What do the loss curves look like during your successful training?

Question

What do the loss curves look like during your successful training?

YuXiangLin1234 opened this issue 2 months ago · comments

Hello,

I've attempted to train FAcodec using my own dataset. However, whether I start from scratch or fine-tune your provided checkpoint, the reconstructed audio clips are just noise. I fine-tuned the model using around 128 hours of Common Voice 18 ZH-TW data. After approximately 20k steps, the loss seemed to converge. Some losses, like feature loss, decreased successfully, while others, such as mel loss and waveform loss, were oscillating.

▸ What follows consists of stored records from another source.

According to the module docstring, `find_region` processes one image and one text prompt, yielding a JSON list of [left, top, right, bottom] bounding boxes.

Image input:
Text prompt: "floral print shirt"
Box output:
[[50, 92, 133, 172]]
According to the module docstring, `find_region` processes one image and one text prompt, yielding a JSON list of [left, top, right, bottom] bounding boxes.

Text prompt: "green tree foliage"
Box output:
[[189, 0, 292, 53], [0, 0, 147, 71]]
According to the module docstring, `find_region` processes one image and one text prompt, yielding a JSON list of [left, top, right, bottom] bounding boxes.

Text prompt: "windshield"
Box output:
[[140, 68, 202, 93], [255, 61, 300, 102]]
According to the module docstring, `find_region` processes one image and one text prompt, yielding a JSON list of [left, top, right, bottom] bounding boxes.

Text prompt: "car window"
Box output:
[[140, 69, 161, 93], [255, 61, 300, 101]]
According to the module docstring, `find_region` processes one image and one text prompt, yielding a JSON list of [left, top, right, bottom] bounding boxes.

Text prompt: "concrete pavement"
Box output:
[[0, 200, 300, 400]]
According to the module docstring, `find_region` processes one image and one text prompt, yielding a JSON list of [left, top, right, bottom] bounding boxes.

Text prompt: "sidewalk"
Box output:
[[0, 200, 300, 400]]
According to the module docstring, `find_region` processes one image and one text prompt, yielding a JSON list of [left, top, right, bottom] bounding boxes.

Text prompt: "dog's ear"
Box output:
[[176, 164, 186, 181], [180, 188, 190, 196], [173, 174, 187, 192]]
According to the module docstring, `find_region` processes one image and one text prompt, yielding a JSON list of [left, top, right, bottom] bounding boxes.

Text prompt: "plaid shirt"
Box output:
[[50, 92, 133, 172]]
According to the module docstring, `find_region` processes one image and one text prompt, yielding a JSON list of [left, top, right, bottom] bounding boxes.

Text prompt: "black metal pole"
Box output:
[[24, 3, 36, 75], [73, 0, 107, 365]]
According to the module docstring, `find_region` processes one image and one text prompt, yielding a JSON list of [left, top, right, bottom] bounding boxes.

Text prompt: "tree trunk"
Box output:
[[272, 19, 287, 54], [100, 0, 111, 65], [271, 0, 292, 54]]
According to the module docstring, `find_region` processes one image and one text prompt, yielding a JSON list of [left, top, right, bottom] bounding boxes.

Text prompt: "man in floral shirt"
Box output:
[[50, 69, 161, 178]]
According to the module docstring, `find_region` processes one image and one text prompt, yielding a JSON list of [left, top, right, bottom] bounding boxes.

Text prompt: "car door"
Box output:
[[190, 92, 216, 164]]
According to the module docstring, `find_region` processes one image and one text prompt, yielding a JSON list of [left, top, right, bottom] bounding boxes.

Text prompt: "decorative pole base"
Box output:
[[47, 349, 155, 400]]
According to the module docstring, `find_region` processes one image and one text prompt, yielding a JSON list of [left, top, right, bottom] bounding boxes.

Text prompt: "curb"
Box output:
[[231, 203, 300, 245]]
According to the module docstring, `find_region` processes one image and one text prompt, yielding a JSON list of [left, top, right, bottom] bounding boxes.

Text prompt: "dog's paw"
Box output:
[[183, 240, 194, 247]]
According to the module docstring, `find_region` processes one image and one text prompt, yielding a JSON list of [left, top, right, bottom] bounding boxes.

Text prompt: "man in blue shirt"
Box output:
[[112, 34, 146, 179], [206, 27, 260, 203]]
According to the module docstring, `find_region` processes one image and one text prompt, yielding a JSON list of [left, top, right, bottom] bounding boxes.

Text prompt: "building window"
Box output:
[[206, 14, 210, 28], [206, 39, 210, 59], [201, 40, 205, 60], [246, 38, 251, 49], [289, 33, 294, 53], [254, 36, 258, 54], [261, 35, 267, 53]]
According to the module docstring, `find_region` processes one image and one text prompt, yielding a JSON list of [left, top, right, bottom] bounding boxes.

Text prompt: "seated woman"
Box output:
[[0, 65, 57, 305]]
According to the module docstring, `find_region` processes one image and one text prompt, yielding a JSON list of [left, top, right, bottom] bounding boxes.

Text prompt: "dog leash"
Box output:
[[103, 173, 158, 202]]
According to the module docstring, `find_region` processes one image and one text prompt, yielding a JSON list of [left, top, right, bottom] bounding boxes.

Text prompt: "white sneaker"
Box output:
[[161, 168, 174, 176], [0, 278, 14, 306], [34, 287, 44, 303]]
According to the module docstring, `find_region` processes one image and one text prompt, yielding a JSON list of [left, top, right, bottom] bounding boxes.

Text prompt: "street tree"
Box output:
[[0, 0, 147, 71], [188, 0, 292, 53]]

Do all losses decrease during your training process?

Songting · Answer 1 · Mon Jul 29 2024 23:21:54 GMT+0800 (China Standard Time)

Could you please share your voice examples and loss curves? I believe they can help for analyzing the issue you encountered

YuXiangLin · Answer 2 · Tue Jul 30 2024 02:44:12 GMT+0800 (China Standard Time)

The loss curve looks like:

The audio samples are as follows:
https://huggingface.co/datasets/mozilla-foundation/common_voice_16_0/viewer/zh-TW

The reconstructed audio sample:
https://drive.google.com/file/d/1yk_xZL17FkhIYMjojesd-PHWyAKuqzSA/view?usp=sharing

Songting · Answer 3 · Tue Jul 30 2024 16:35:31 GMT+0800 (China Standard Time)

According to the mel_loss in the loss curve you shared, the model seems to have converged well.
However, the reconstructed audio samples sounds to be generated by a randomly initialized model.
May I know whether the reconstructed sample is retrieved from tensorboard or through another reconstruction script?